Issues in 3D resolving

Recently I received some emails from users who could not get the correct 3D structure to display in MolView. In this post I want to explain two cases in a bit more detail and show how ambiguous and ill-defined chemical standards cause the 3D structure resolving tool of MolView to be wrong sometimes.

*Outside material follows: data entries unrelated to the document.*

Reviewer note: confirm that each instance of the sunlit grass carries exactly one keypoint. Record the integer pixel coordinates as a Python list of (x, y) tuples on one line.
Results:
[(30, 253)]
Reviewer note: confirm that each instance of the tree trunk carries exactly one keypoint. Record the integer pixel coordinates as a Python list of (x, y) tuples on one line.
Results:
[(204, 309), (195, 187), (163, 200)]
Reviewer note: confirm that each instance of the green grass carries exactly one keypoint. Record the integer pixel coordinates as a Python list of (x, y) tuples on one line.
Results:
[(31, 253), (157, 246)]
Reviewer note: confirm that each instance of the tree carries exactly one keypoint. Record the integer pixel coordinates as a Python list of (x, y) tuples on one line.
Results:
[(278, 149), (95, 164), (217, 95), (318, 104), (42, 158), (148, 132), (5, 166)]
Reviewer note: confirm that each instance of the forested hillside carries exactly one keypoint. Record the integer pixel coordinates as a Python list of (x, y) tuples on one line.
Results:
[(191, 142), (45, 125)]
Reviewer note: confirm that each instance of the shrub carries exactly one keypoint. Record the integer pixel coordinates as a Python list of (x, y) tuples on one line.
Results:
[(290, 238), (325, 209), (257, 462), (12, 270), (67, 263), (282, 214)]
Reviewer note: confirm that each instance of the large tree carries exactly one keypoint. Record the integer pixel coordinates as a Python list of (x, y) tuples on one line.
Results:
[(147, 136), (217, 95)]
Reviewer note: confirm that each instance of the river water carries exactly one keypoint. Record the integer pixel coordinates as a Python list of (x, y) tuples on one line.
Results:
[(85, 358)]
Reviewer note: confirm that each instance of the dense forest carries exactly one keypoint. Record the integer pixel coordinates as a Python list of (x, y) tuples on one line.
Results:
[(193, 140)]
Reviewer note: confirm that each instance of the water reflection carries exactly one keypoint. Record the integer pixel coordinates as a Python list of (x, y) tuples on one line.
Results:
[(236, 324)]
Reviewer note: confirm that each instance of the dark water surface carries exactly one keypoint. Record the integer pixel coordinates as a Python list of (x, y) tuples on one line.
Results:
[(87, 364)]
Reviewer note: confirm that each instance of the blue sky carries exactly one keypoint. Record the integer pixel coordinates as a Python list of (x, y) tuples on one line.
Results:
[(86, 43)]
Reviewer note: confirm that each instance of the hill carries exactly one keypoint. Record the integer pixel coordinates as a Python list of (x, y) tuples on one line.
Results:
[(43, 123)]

How MolView resolves 3D structures

MolView uses two different webservices to resolve 3D structures. The first step is to convert the structure into an isomeric SMILES representation. SMILES is a text notation that represents chemical structures. These SMILES are generated by a piece of JavaScript that was written as part of Ketcher. When the SMILES is generated, MolView first sends a request to PubChem through their REST API to see if the structure is in their database. If this is the case, MolView will fetch the 3D structure from PubChem. 3D structures from PubChem have been computed using a conformer sampling algorithm (technical references are below). However, if the structure cannot be found in PubChem, MolView will send a request to the Chemical Identifier Resolver to convert the SMILES into a 3D structure. This webservices will use a program called CORINA. This program generates 3D structures by assembling experimental crystal structures.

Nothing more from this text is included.